This story isn't actually about Greece, but it begins there.
After the country went functionally bankrupt a few years ago, the solutions
proposed by its creditors (mostly European banks and governments) included
the impoverishment of its current citizens through cutbacks in wages and pensions,
the impoverishment of its future citizens through the borrowing of even more
money from the IMF and European Central Bank, and the sale of major state-owned
assets to foreign companies to raise cash with which to make upcoming loan
payments.
Greek voters, not surprisingly, responded by electing socialists who promised
not to do any of those things. But apparently this didn't work. Newsweek reports
that the privatization program, after a brief pause, is back in high gear:
Foreign corporations from countries including Germany, China and Russia
are lining up to buy Greek state assets as the country struggles to pay its
European creditors.
The sell-off includes major parts of Greece's infrastructure such as airports,
ports, motorways and utilities., The website of the agency leading the government's
privatisation drive details a host of real estate ready to be sold off, with
deals listed as either 'in progress', 'rolling ahead' or 'completed'.

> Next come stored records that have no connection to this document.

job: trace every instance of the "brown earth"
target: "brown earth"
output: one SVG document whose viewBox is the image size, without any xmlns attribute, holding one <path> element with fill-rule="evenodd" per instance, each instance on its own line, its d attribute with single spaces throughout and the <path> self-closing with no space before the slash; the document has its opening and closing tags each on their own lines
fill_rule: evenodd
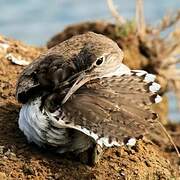
<svg viewBox="0 0 180 180">
<path fill-rule="evenodd" d="M 0 180 L 4 179 L 178 179 L 180 161 L 172 145 L 159 132 L 152 142 L 139 140 L 135 147 L 109 148 L 100 162 L 90 167 L 69 156 L 55 154 L 28 144 L 18 128 L 20 106 L 15 100 L 16 80 L 23 66 L 10 62 L 12 53 L 31 61 L 43 48 L 0 37 Z M 180 149 L 180 124 L 167 125 Z M 163 141 L 164 140 L 164 141 Z"/>
</svg>

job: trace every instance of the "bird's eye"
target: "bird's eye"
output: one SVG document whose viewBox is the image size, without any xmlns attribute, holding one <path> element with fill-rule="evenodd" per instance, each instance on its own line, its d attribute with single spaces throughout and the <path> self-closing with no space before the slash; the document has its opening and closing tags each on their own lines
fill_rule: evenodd
<svg viewBox="0 0 180 180">
<path fill-rule="evenodd" d="M 99 66 L 104 62 L 104 57 L 100 57 L 99 59 L 96 60 L 96 65 Z"/>
</svg>

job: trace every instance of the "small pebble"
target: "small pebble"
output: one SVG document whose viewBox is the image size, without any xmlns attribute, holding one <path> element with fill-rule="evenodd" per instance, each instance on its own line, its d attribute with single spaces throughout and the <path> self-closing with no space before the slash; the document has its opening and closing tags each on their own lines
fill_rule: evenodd
<svg viewBox="0 0 180 180">
<path fill-rule="evenodd" d="M 126 143 L 127 146 L 133 147 L 136 145 L 136 139 L 135 138 L 131 138 L 128 140 L 128 142 Z"/>
</svg>

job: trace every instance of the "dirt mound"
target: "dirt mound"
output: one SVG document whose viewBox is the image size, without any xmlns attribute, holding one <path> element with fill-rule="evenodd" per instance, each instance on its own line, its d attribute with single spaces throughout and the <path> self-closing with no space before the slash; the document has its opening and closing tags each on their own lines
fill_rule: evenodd
<svg viewBox="0 0 180 180">
<path fill-rule="evenodd" d="M 7 44 L 7 45 L 5 45 Z M 18 128 L 20 105 L 15 100 L 16 80 L 24 66 L 7 55 L 28 62 L 42 48 L 1 37 L 0 41 L 0 179 L 170 179 L 180 177 L 180 162 L 167 142 L 138 141 L 135 147 L 109 148 L 99 164 L 90 167 L 73 157 L 28 144 Z M 180 125 L 169 125 L 180 148 Z M 159 144 L 158 144 L 159 143 Z M 159 147 L 158 147 L 158 146 Z"/>
</svg>

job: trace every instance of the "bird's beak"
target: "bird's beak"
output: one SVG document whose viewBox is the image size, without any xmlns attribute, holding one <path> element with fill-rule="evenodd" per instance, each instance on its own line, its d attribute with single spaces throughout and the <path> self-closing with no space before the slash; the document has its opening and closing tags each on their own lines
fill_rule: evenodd
<svg viewBox="0 0 180 180">
<path fill-rule="evenodd" d="M 74 92 L 76 92 L 81 86 L 83 86 L 85 83 L 87 83 L 90 80 L 95 79 L 95 75 L 87 73 L 87 72 L 82 72 L 77 80 L 75 81 L 75 83 L 73 84 L 73 86 L 70 88 L 70 90 L 68 91 L 68 93 L 66 94 L 66 96 L 64 97 L 64 99 L 62 100 L 61 104 L 64 104 L 67 102 L 67 100 L 74 94 Z"/>
</svg>

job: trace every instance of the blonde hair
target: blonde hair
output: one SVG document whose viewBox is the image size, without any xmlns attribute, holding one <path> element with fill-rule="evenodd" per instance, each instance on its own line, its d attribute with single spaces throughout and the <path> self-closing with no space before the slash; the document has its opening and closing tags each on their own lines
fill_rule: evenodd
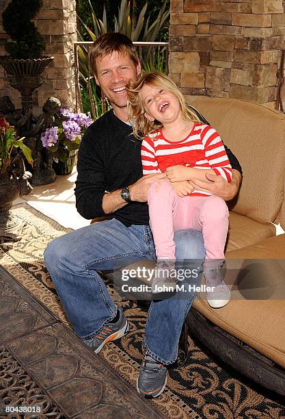
<svg viewBox="0 0 285 419">
<path fill-rule="evenodd" d="M 128 118 L 137 138 L 141 138 L 139 133 L 145 136 L 163 127 L 159 121 L 154 120 L 151 122 L 144 115 L 147 110 L 139 93 L 145 84 L 154 88 L 161 88 L 174 94 L 178 99 L 182 117 L 185 120 L 201 122 L 197 115 L 187 107 L 182 94 L 169 77 L 162 73 L 146 73 L 137 81 L 131 82 L 127 88 Z"/>
<path fill-rule="evenodd" d="M 135 66 L 139 63 L 135 45 L 131 39 L 119 32 L 108 32 L 98 36 L 89 49 L 90 73 L 97 75 L 96 58 L 103 58 L 113 52 L 129 55 Z"/>
</svg>

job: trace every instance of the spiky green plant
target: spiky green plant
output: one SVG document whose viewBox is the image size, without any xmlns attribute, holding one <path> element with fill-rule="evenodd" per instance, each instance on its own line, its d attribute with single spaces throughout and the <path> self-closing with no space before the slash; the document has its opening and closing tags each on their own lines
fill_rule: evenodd
<svg viewBox="0 0 285 419">
<path fill-rule="evenodd" d="M 114 16 L 114 27 L 113 28 L 109 28 L 107 27 L 105 8 L 104 8 L 102 18 L 100 19 L 96 16 L 90 0 L 88 0 L 88 3 L 90 7 L 93 27 L 92 29 L 88 27 L 80 16 L 77 16 L 82 26 L 89 34 L 90 40 L 92 41 L 96 40 L 96 39 L 103 34 L 105 34 L 109 31 L 113 31 L 126 35 L 133 42 L 139 40 L 142 42 L 155 42 L 159 31 L 169 16 L 169 11 L 166 10 L 167 0 L 165 0 L 157 18 L 150 25 L 150 15 L 146 19 L 146 13 L 148 8 L 147 3 L 145 3 L 139 16 L 137 17 L 137 16 L 134 14 L 134 10 L 133 10 L 132 14 L 131 14 L 131 1 L 128 0 L 122 0 L 118 10 L 118 16 Z M 83 41 L 83 36 L 79 30 L 77 31 L 77 34 L 79 40 Z M 90 84 L 90 88 L 91 88 L 92 91 L 93 100 L 96 107 L 96 114 L 100 116 L 102 104 L 100 103 L 100 91 L 94 81 L 92 75 L 90 74 L 87 55 L 87 49 L 86 47 L 78 47 L 79 79 L 81 97 L 83 97 L 83 110 L 84 112 L 90 110 L 90 107 L 87 106 L 86 100 L 86 97 L 88 95 L 87 84 L 89 81 Z M 166 71 L 167 57 L 165 50 L 163 48 L 158 49 L 154 53 L 153 53 L 153 50 L 151 47 L 142 49 L 141 59 L 143 68 L 146 71 L 151 71 L 156 68 L 164 73 Z M 96 116 L 94 115 L 94 117 L 95 118 Z"/>
</svg>

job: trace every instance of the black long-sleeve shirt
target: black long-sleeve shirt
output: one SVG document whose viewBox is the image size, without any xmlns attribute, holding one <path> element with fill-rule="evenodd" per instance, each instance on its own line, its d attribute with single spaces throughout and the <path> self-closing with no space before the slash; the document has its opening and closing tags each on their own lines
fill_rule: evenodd
<svg viewBox="0 0 285 419">
<path fill-rule="evenodd" d="M 106 191 L 128 186 L 142 177 L 141 141 L 132 127 L 120 120 L 113 110 L 87 129 L 78 153 L 75 197 L 79 213 L 91 220 L 105 215 L 102 207 Z M 241 172 L 236 157 L 225 146 L 232 168 Z M 125 225 L 148 225 L 146 203 L 131 202 L 112 214 Z"/>
</svg>

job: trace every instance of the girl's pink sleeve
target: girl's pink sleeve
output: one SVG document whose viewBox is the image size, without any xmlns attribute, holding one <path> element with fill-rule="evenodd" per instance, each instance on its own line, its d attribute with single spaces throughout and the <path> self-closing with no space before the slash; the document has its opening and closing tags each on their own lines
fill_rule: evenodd
<svg viewBox="0 0 285 419">
<path fill-rule="evenodd" d="M 145 137 L 143 140 L 141 156 L 144 176 L 151 173 L 161 173 L 155 156 L 153 141 L 149 137 Z"/>
</svg>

The move marks a U-turn from the ruling Left-wing Syriza party, who had
previously resisted the privatisation programme imposed as part of the conditions
attached to Greece's €245bn bailout from the so-called troika of the
IMF, European Central Bank (ECB) and European Commission.
Notable deals on the table as part of the privatisation drive include the
purchase of 51% of Greece's largest port to the China Ocean Shipping Company
(COSCO) and a slew of airports popular with tourists to German transport
company Fraport AG.
Other assets listed include the 670km Egnatia Motorway which crosses over
Northern Greece, million dollar properties in New York, Washington and Belgrade,
thermal springs, and and a former US Air Force base in Heraklion, Crete.
Another major sale which is pushing ahead is that 14 of Greece's 37 regional
airports which include those on popular holiday islands Kos, Mykonos and
Corfu. Fraport AG, a German transport company have offered €1.2 billion
for the airports' lease and a sale is expected to go through by the end of
this month. Fraport made the offer with Greek energy firm Copelouzos owned
by entrepreneur Christos Copelouzos.
Another German company, Deutsche Invest Equity Partners, is in the final
eight companies who have qualified for the next phase of the tender process
for the acquisition of a 67% stake of Thessaloniki Port, the second largest
in Greece. Taiped says that Germany, who are currently leading discussions
with Greece for a new deal, are key investors. "With the airports, the most
important thing after the price was having experience and Fraport had it," she
said.
Among the other seven companies also bidding for the Thessaloniki Port is
the billion-dollar British P&O Steam Navigation Company, Russian train
operator Russian Railways, and International Container Terminal Services,
a port management company established by Filipino businessman Enrique K Razon
who has a personal wealth of $5.2 billion.
Foreign investment is of course common around the world and is generally seen
as a good thing. Americans mostly like it, for instance, when Japanese investors
bid up shares of US companies or Chinese expats pay above asking price for
Manhattan apartments. With only a few exceptions we take the money and don't
look back.
But there must be a limit, a point where foreign interests own so much of
a country that they call the shots and the locals become in effect their serfs.
Greece might be the test case that shows us where that point is, while helping
to answer three other questions:
- How much of what's happening today is part of a larger process in which
less-developed countries are in effect tricked into borrowing unmanageable
amounts of money and then looted by their creditors?
- Will Italy, Spain and Portugal suffer the same fate after Greece is fully
looted?
- Are middle-class US families becoming Greece in microcosm, tricked into
borrowing for college tuition, cars and houses and then forever obligated
to send huge chunks of future earnings to their creditors? That the same
dynamic is operating on both national and individual scales -- and that the
beneficiaries in each case are the same big banks -- is curious indeed.